To be clear, America still has vital strengths the Soviet Union did not. Our courts, while under pressure, remain independent. Civil society is still robust in many places. Whistleblowers, journalists, and activists continue to speak out. But none of these can carry the weight of democracy if too many citizens check out. Dissidents are always a minority, and they need a surrounding population willing to listen, support, and sometimes join them. Without that connective tissue, even the bravest acts of dissent fall into a void.

This is where historian Timothy Snyder’s advice becomes critical. In his 2017 book On Tyranny, he distilled lessons from the twentieth century into twenty practical steps to prevent authoritarian drift. Many of these steps are precisely the antidote to internal emigration. He urged citizens not to “obey in advance,” warning that passive conformity is the oxygen authoritarianism breathes. He called on us to defend institutions and not assume they will survive on their own but recognizing that their endurance depends on our active support. He advised us to “stand out,” to break the silence that normalizes repression, even in small, everyday ways. He reminded us that “believing in truth” is itself an act of resistance, especially in a culture where cynicism and disinformation make withdrawal tempting. And he emphasized the power of small acts of community; eye contact, conversation, and solidarity to keep civic bonds alive.

Taken together, these steps form a blueprint against mass withdrawal. They show that engagement need not mean grand gestures. It can mean refusing to repeat a falsehood, continuing to vote, supporting local journalism, or simply showing up in civic spaces that others are abandoning. These acts are modest, but they add up. They keep the public sphere from hollowing out, and they signal that not everyone has checked out.

Recent research underscores this truth. Political scientist Erica Chenoweth’s analysis of more than a hundred civil resistance campaigns found that when just 3.5% of a population engages in sustained, nonviolent activism, political transformation almost always follows. This is not a large number, roughly one in thirty citizens, but it is enough to shift a nation’s direction.

The lesson is that democratic renewal does not depend on universal mobilization, only on a committed minority who refuse to withdraw. In an age when cynicism feels contagious and withdrawal appears rational, even small acts of courage like showing up, speaking out, refusing falsehoods can carry exponential power. History suggests that if even just a few percent of Americans stay actively engaged, it may be sufficient to halt the authoritarian slide and reignite the civic imagination of the rest.

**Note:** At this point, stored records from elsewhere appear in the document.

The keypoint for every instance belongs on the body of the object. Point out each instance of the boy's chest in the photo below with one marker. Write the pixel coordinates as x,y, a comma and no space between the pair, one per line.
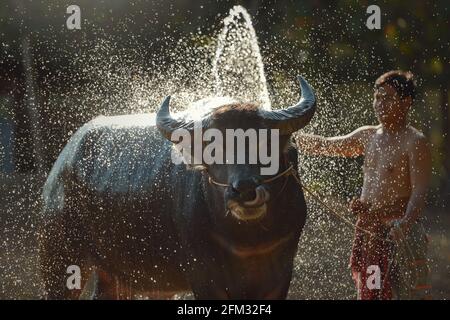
387,158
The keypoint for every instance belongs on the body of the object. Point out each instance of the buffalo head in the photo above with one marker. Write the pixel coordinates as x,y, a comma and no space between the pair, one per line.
235,187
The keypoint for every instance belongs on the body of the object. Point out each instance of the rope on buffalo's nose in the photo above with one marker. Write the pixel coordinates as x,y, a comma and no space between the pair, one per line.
291,171
288,171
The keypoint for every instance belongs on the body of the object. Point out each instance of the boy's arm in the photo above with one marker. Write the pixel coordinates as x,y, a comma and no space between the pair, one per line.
420,174
350,145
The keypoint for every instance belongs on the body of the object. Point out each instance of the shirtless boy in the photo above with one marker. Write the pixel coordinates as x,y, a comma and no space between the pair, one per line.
397,169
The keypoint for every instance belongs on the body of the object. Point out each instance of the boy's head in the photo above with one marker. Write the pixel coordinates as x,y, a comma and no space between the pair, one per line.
394,94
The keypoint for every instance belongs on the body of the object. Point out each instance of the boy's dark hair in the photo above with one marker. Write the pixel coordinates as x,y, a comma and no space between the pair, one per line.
402,81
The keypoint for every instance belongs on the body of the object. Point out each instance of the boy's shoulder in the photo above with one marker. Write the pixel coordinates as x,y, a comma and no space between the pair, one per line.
416,138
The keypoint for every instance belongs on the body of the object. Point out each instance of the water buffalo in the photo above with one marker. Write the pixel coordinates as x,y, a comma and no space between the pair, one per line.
117,206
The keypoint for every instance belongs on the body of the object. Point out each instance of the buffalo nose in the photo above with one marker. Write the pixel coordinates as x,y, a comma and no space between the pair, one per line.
245,188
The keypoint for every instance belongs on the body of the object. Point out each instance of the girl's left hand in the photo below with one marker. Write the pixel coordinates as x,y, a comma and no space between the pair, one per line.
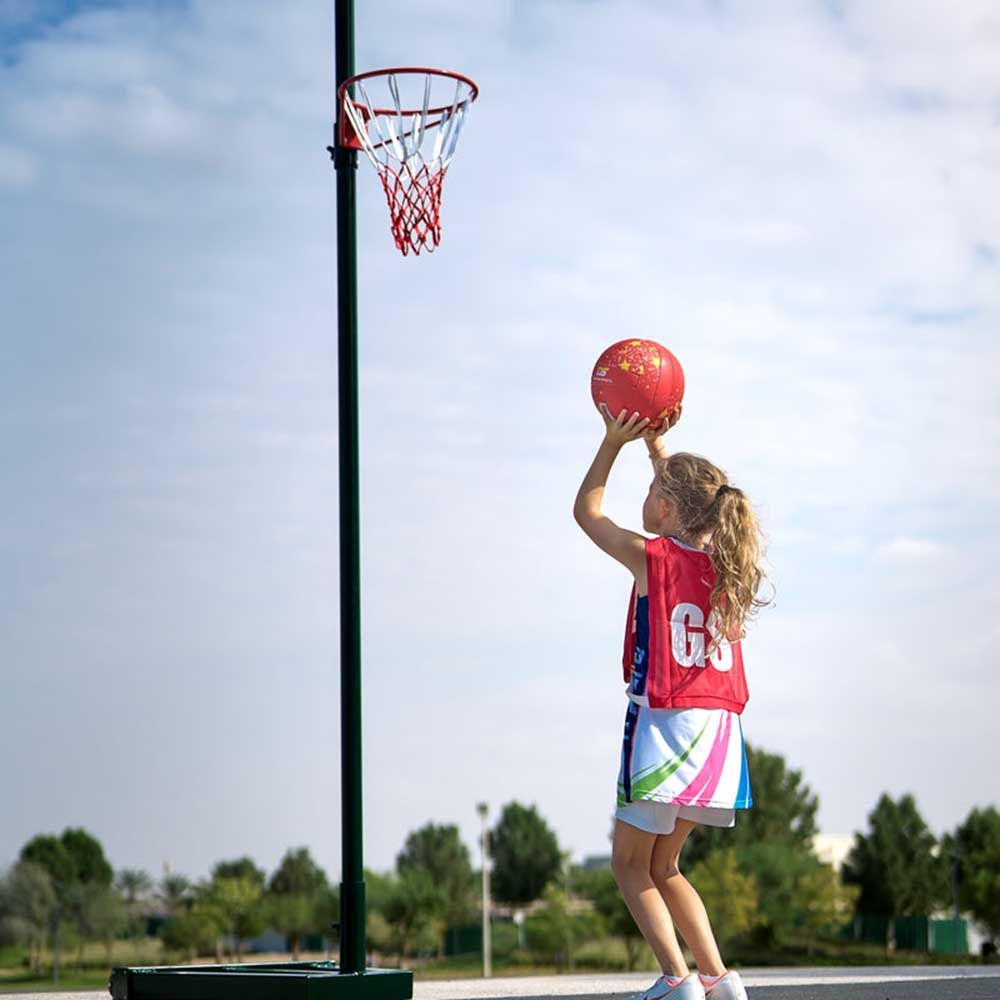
623,428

Taking a rest from time to time is not the same as disengaging from civic life.  Living in a collapsing system can be exhausting, so recharging now and then and seeking mental health assistance is vital to sustain the energy needed to effect real societal change.

The temptation to retreat is strong. It feels safer, cleaner, and even more authentic to live simply away from the noise. But democracy isn’t self-sustaining. It depends on messy, frustrating, often imperfect engagement. If too many Americans become internal émigrés, living as if politics does not matter, we may wake up to find that politics has permanently remade the country around us without our consent, and without our resistance. The lesson from both Havel and Snyder is that silence and withdrawal are not neutral. They are choices that shape the future.  And in moments of democratic peril, they are choices we cannot afford to make.